(Photo Credit: Sergio Uceda)

Monday, December 14

Wednesday, December 16

Friday, December 18

VeriFone Systems (PAY)

Information Technology – IT Services | Reports December 14, after the close.

The Estimize consensus calls for EPS of $0.49, just a penny higher than Wall Street and company issued guidance. The Estimize community is looking for sales of $516.9M, above the Street’s estimate for $513.4M and guidance of $511.5M.  

 

What to watch: Verifone is the maker of electronic payment terminals, including Europay, Mastercard, Visa (EMV) systems which accept credit cards with chips. As of October 1, merchants using non-EMV compliant terminals began assuming liability for fraudulent transactions, a liability previously held by the credit card companies. The shift in this liability should be profitable for Verifone as merchants scramble to update their payment terminals (at last read in 2014, the percentage of EMV enabled devices only reached 27%). Gas stations get a two year extension, however. None of the more than 1 million gas stations in the US have EMV capable devices at this point, due to the high cost of updating self-service gas pumps. Also worth watching on Monday is progress in Near Field Communication (NFC) technology, which allows electronic devices to exchange radio communication with each other when brought into close proximity – technology used with such apps as Apple Pay, Android Pay and Google Wallet.

Oracle (ORCL)

Information Technology – Software | Reports December 16, after the close.

The Estimize consensus calls for EPS of $0.61, in-line with Wall Street. Revenue estimates are also quite close, with the Estimize community calling for $9.113B and the Street slightly lower at $9.094B.

 

What to watch: Cloud competitors have their eyes on Oracle as the company continues to rapidly build out its SaaS and PaaS product offerings. To put this in perspective, Oracle’s human capital management (HCM) SaaS product secured three times as many new customers as competitor Workday’s similar HCM product. This focus on the cloud has led Oracle to expect approximately $1.5-$2 billion in new SaaS and PaaS purchases this year alone.

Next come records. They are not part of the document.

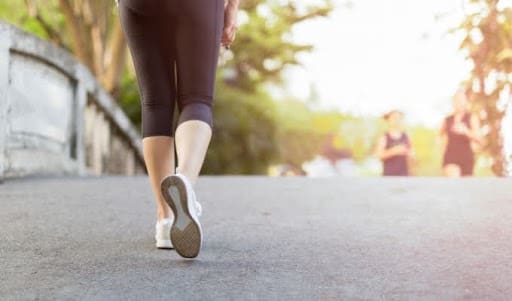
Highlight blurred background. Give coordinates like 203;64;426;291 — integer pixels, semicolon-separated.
1;0;512;178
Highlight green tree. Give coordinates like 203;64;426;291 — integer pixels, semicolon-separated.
205;80;279;174
457;0;512;176
225;0;333;92
408;126;442;176
337;116;383;162
204;0;334;173
273;99;334;169
0;0;126;96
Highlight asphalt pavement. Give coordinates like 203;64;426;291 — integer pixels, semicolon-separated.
1;175;512;300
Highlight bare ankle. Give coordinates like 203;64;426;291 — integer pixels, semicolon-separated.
157;209;172;221
175;166;197;186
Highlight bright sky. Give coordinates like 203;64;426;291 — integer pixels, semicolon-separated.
283;0;471;128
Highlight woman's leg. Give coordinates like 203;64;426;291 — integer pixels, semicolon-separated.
143;137;174;220
443;164;461;177
460;159;475;177
175;121;212;186
119;2;177;220
173;0;224;184
154;0;224;257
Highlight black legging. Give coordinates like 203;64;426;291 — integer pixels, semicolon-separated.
118;0;224;138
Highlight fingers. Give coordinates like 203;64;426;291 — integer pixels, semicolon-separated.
222;2;238;48
221;24;237;48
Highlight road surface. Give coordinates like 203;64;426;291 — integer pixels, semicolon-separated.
1;175;511;300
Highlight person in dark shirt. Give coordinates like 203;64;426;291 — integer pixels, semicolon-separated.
439;89;481;177
375;110;413;176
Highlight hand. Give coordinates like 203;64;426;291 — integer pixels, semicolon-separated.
221;0;239;49
392;144;409;155
452;123;469;136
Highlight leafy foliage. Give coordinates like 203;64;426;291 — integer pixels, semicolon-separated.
0;0;126;96
205;79;279;174
204;0;334;173
227;1;333;91
457;0;512;176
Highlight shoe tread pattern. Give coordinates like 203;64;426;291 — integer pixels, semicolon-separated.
161;175;201;258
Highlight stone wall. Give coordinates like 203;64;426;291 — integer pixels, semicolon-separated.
0;22;146;180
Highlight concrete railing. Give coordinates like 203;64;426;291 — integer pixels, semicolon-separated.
0;22;146;181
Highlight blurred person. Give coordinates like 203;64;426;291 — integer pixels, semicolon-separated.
375;110;413;176
117;0;239;258
439;89;481;177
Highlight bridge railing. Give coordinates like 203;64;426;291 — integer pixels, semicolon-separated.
0;22;146;181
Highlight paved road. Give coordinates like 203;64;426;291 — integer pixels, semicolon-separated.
1;175;512;300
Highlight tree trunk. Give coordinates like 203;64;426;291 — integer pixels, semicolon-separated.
103;21;127;96
58;0;95;71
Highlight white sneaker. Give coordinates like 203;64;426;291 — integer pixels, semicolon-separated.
176;167;203;217
194;194;202;217
175;166;203;217
160;167;203;258
155;218;173;249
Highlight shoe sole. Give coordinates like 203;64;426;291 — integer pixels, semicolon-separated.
160;175;202;258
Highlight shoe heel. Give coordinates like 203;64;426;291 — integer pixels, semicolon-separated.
170;175;202;258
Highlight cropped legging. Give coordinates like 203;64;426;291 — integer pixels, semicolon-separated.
118;0;224;137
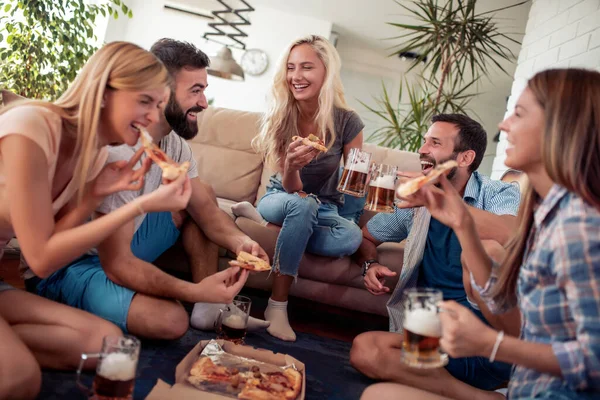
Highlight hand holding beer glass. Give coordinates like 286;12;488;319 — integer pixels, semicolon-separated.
77;335;140;400
337;148;372;197
215;295;251;345
364;164;398;213
400;288;449;369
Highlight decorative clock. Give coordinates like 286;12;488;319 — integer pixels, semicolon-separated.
240;48;269;76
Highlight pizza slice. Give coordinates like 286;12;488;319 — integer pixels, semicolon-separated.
228;251;271;272
292;133;327;152
238;368;302;400
135;124;191;181
395;160;458;198
188;356;235;384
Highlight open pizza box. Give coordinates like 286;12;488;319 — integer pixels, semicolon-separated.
145;339;306;399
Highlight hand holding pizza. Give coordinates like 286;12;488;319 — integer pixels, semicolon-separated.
138;171;192;213
285;139;320;172
234;238;269;264
194;267;249;304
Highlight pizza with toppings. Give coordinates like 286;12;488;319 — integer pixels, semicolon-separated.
395;160;458;198
135;124;190;181
187;356;302;400
291;134;327;153
228;251;271;272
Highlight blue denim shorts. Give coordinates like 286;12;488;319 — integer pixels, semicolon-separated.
37;212;180;332
445;355;512;391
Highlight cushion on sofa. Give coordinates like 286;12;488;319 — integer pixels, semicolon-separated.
191;106;264;204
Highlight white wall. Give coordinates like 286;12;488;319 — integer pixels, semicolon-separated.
491;0;600;179
100;0;331;112
336;37;423;145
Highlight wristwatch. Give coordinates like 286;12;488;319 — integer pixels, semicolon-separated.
362;259;379;277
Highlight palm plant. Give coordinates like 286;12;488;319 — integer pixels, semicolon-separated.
365;0;528;152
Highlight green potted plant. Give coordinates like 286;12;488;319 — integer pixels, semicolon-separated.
0;0;132;100
365;0;528;152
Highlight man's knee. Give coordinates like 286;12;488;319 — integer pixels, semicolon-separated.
0;351;41;400
143;302;189;340
160;304;189;339
350;332;379;376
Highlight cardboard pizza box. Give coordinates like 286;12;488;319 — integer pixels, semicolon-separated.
145;339;306;399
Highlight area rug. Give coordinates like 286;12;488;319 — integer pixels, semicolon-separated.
38;328;376;399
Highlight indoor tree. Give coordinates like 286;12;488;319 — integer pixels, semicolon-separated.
365;0;528;152
0;0;132;100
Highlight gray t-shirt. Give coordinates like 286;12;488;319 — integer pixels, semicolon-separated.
269;108;364;205
97;131;198;233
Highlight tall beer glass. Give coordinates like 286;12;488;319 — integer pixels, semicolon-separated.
337;148;372;197
77;335;140;400
364;164;398;213
400;288;448;369
216;295;251;345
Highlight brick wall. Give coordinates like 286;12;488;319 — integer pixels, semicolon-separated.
491;0;600;179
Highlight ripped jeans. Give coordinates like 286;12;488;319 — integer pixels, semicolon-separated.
256;189;363;277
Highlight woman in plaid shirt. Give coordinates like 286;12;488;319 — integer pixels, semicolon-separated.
362;68;600;400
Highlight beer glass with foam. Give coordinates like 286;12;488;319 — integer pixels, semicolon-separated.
364;164;398;213
77;335;140;399
216;295;251;345
337;148;372;197
400;288;448;369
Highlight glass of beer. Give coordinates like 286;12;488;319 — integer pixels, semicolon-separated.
400;288;448;369
215;295;251;345
364;163;398;213
77;335;140;400
337;148;372;197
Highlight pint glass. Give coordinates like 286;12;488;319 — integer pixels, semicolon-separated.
77;335;140;399
364;164;397;213
216;295;251;345
337;148;372;197
400;288;448;369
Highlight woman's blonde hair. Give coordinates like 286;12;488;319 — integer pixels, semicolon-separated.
252;35;350;169
492;68;600;308
1;41;169;202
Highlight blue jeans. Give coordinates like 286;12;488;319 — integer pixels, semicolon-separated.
37;212;180;332
256;189;363;277
338;193;367;224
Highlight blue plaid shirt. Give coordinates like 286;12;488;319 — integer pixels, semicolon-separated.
367;171;520;331
473;185;600;398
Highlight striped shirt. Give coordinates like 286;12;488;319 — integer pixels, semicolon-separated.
472;185;600;398
367;171;520;332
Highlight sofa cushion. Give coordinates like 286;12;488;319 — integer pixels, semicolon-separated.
190;107;264;204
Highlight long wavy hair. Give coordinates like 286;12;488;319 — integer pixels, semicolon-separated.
492;68;600;308
1;41;169;202
252;35;350;170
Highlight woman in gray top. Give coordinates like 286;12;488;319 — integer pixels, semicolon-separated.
252;35;364;342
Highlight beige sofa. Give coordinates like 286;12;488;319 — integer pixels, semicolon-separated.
185;106;420;317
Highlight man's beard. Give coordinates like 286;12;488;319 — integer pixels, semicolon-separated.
164;97;204;140
420;153;459;181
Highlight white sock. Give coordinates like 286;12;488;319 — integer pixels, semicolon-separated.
231;201;268;226
264;298;296;342
190;302;270;331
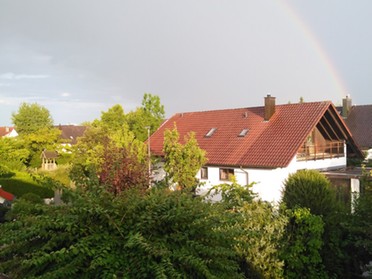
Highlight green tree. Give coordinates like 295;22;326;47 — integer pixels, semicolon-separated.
12;103;54;135
100;104;126;131
72;106;146;173
126;93;165;141
21;127;61;168
163;124;207;191
0;137;29;171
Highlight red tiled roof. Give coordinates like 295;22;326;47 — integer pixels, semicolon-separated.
0;127;15;137
345;105;372;149
149;101;356;168
0;188;15;201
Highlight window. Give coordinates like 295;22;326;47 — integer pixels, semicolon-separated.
205;128;217;137
200;167;208;179
219;168;234;181
238;128;249;137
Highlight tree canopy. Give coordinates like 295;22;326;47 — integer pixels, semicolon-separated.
163;124;207;191
12;103;54;135
126;93;165;141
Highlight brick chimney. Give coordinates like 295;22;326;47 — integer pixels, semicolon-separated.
342;95;352;118
264;94;276;121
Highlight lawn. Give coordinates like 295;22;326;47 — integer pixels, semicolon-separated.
0;171;54;198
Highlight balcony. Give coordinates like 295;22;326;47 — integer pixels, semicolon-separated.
297;141;344;161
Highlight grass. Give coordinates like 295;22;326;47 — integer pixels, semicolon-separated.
37;164;72;187
0;171;54;199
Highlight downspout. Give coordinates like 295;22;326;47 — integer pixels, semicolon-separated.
240;166;249;185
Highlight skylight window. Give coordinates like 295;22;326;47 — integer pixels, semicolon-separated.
205;128;217;137
238;128;249;137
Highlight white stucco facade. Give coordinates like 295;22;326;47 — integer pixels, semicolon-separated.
197;143;347;203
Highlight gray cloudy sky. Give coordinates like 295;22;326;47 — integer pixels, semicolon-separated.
1;0;371;125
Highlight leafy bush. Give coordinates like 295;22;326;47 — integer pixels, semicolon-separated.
236;201;288;279
282;169;338;217
343;167;372;277
280;207;327;279
212;179;287;278
207;177;256;210
0;206;9;223
281;169;350;278
19;193;43;204
0;186;242;278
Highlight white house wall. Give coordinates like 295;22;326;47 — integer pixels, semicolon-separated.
197;143;347;203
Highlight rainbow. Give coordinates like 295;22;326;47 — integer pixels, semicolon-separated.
279;1;348;99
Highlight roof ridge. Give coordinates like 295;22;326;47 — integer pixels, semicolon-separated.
170;100;333;116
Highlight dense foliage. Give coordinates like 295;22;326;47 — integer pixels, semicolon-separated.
280;207;326;279
99;145;149;194
0;184;242;278
343;166;372;276
281;169;372;278
11;102;54;135
126;93;165;141
282;169;338;216
163;124;207;191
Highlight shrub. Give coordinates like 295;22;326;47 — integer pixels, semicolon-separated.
280;207;327;279
0;186;242;278
343;168;372;277
19;193;43;204
236;201;288;279
281;169;349;278
0;206;9;223
281;169;338;217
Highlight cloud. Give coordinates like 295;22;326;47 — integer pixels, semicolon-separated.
0;72;50;80
61;92;71;97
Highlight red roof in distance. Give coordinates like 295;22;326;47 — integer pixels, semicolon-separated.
0;127;15;137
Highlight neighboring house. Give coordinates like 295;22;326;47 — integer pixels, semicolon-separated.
338;96;372;160
41;150;59;170
149;95;362;203
56;125;86;152
0;186;15;206
0;127;18;138
57;124;86;144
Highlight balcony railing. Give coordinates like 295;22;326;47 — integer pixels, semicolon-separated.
297;141;344;161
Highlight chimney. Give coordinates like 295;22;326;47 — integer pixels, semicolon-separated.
5;127;9;133
342;95;352;118
264;94;276;121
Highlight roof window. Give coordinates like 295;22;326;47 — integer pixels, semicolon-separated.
238;128;249;137
205;128;217;137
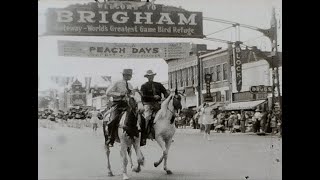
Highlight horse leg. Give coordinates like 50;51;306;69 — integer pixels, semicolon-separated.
127;147;134;169
154;136;166;168
132;134;144;173
120;144;129;180
163;139;173;175
104;144;114;176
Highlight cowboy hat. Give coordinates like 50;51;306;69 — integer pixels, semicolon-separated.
255;109;261;112
122;69;133;75
231;111;235;114
144;70;157;77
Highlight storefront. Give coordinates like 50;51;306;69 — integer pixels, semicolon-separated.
224;99;267;111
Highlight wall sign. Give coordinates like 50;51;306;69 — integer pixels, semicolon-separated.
250;85;272;94
234;42;242;92
233;92;255;102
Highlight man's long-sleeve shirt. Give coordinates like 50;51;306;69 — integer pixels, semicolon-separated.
106;80;133;102
140;81;169;103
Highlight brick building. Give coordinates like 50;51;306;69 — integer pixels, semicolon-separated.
165;44;208;108
199;48;232;108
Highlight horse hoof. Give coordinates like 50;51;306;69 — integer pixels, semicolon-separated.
132;166;141;173
123;174;129;180
138;157;145;166
166;170;173;175
154;162;159;167
107;172;114;177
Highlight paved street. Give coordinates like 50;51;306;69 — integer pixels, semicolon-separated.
39;126;281;180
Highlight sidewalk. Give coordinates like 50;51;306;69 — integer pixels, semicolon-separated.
175;127;281;137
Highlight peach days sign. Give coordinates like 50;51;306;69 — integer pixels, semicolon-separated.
57;40;192;59
46;1;203;38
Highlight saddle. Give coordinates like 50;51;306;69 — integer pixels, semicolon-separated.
139;114;156;146
122;111;140;141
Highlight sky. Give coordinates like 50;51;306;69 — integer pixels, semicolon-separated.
38;0;282;91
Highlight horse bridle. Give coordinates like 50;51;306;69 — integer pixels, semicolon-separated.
166;95;181;115
124;93;139;118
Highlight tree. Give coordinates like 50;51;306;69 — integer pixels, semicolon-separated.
39;96;51;109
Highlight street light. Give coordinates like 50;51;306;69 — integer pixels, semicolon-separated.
205;73;212;84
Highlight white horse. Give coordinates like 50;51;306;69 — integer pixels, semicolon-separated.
104;91;145;180
152;91;182;174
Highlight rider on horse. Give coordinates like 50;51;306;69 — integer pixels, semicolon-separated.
104;69;134;147
140;70;169;146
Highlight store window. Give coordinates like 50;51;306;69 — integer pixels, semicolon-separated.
180;70;183;87
225;90;230;101
185;68;189;87
216;91;221;102
223;63;228;80
216;65;221;81
191;67;194;85
210;66;215;82
194;66;198;85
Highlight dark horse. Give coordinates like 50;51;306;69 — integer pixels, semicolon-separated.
104;91;144;180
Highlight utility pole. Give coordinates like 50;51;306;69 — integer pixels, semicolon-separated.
249;7;281;112
197;51;202;106
263;7;281;111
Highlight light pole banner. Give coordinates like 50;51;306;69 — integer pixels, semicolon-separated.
58;40;192;59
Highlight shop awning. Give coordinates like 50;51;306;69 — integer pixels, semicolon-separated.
199;102;224;111
210;102;224;109
224;100;266;110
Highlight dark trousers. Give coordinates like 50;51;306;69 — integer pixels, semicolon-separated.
105;101;127;145
143;102;161;136
240;120;246;133
103;121;108;140
253;121;260;133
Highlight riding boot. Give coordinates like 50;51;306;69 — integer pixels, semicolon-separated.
140;116;147;146
105;123;115;147
140;131;147;146
147;117;155;140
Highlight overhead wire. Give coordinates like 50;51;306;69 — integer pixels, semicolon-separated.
203;17;265;31
205;25;234;37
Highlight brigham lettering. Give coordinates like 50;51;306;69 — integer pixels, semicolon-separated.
56;10;198;25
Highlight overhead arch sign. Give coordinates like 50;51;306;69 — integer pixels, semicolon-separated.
46;1;203;38
57;40;192;59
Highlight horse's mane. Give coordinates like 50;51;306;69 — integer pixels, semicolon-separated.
154;94;173;121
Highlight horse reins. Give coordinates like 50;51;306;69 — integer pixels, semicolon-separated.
166;96;180;115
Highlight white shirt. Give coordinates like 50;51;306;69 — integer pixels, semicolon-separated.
106;80;133;101
253;112;262;121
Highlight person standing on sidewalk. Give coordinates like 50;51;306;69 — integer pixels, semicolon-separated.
253;109;262;133
260;110;268;133
274;105;282;137
270;112;278;135
240;110;246;133
265;110;273;133
90;109;100;132
228;111;236;133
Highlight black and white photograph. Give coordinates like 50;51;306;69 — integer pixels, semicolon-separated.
38;0;282;179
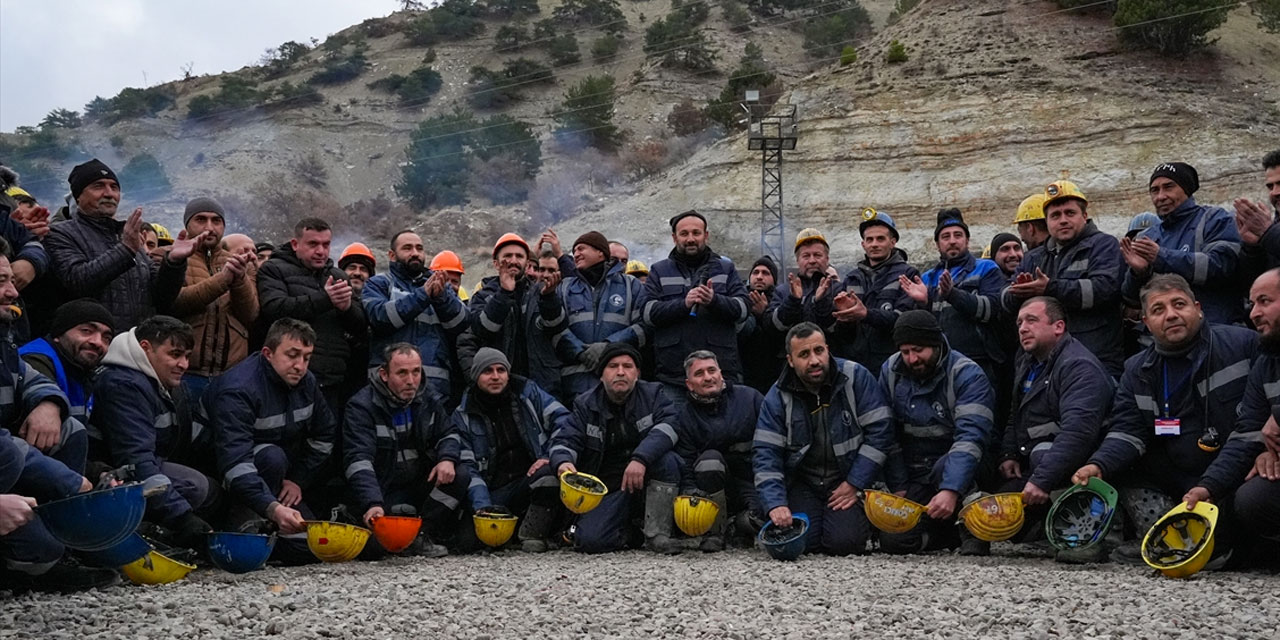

Oracle’s SaaS and PaaS revenues experienced a 54% increase last quarter as a result of the shift of 95% of its services to the cloud. While the cloud has been gaining traction, it hasn’t been enough to offset weakness in Oracle’s bread and butter software licensing division, which dropped 16% last quarter. For that reason, Oracle has not been able to beat analyst estimates on the bottom-line for the past eight quarters, missing in five of those quarters and meeting in the other three. Revenues have been even worse, missing expectations in six of the past eight quarters. Year-to-date the stock has dropped nearly 15%.